Revenir à Bangui n'est pas chose facile, vu les souvenirs douloureux liés aux explosions de violence ayant conduit les gens à fuir pour leur survie. Antoine Nambeyam, qui est retourné depuis s'installer dans le quartier de Boeing avec l'aide de membres de sa famille, explique pourquoi il a choisi de revenir dans la capitale.
« Même si ma maison a été détruite, je suis soulagé d'avoir quitté le site de Carmel où les conditions de vie étaient extrêmement difficiles. On dormait sur des plaques de carton et il faisait très froid la nuit. » Il raconte que le HCR a donné aux habitants déplacés des couvertures, des bâches, des batteries de cuisine et d'autres articles, mais ils les ont vendus pour acheter à manger.
Quand il a atteint le début de la queue et empoché son allocation, Antoine a dit qu'une partie de cet argent lui servirait à acheter deux matelas sur lesquels il pourra dormir avec les siens dans les décombres de leur maison vidée par les pillages.

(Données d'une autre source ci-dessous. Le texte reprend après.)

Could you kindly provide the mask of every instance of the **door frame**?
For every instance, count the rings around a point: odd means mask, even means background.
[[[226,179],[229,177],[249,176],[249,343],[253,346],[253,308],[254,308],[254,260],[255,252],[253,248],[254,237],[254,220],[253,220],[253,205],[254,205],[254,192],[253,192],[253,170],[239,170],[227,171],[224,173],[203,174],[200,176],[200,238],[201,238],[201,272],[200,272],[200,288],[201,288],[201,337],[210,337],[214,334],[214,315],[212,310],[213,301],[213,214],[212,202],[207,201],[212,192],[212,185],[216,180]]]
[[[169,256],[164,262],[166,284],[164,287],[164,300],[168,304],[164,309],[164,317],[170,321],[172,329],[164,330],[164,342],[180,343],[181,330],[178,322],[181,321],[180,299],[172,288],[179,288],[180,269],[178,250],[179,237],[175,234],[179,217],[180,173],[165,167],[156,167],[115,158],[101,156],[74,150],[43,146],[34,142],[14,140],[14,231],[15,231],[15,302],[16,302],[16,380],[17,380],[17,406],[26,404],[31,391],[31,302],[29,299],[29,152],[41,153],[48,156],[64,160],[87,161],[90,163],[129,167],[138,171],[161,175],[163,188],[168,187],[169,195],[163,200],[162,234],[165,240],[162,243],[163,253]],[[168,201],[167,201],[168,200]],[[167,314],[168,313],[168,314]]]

« Après le retour des rapatriés, l'étape suivante sera de favoriser leur réinsertion. »
« Après le retour des rapatriés, l'étape suivante sera de favoriser leur réinsertion, » déclare Charles Mballa, le Représentant adjoint du HCR. « Le HCR et ses partenaires souhaitent axer leurs interventions sur les programmes favorisant la cohésion sociale et la réconciliation, les moyens d'existence, la remise en état des logements et la mobilisation d'autres acteurs œuvrant pour le rapatriement des déplacés afin que ces derniers puissent recommencer dignement une nouvelle existence. »
Le HCR intervient déjà dans le cadre de projets de réinsertion dans diverses parties du pays, comme les préfectures d'Ouham-Pendé et de Lobaye dans l'ouest du pays, où il travaille aux côtés de ses partenaires à la reconstruction des logements et des infrastructures pour donner des bases pérennes au rapatriement des déplacés internes et des réfugiés.
Toutefois, la RCA reste fragile un an après les élections démocratiques qui ont porté le Président Faustin-Archange Touadéra au pouvoir. Durant le second semestre de 2016, de nouveaux affrontements ont encore déplacé quelque 150 000 personnes dans une zone allant de Bria, Alindao et Bambari à Ippy et Bakala, ce qui a fait grimper le nombre de déplacés internes au chiffre record de 434 174 personnes à la fin du mois de novembre 2016. Avec les retours vers Bangui, ce chiffre est retombé à 411 785 personnes à la mi-janvier.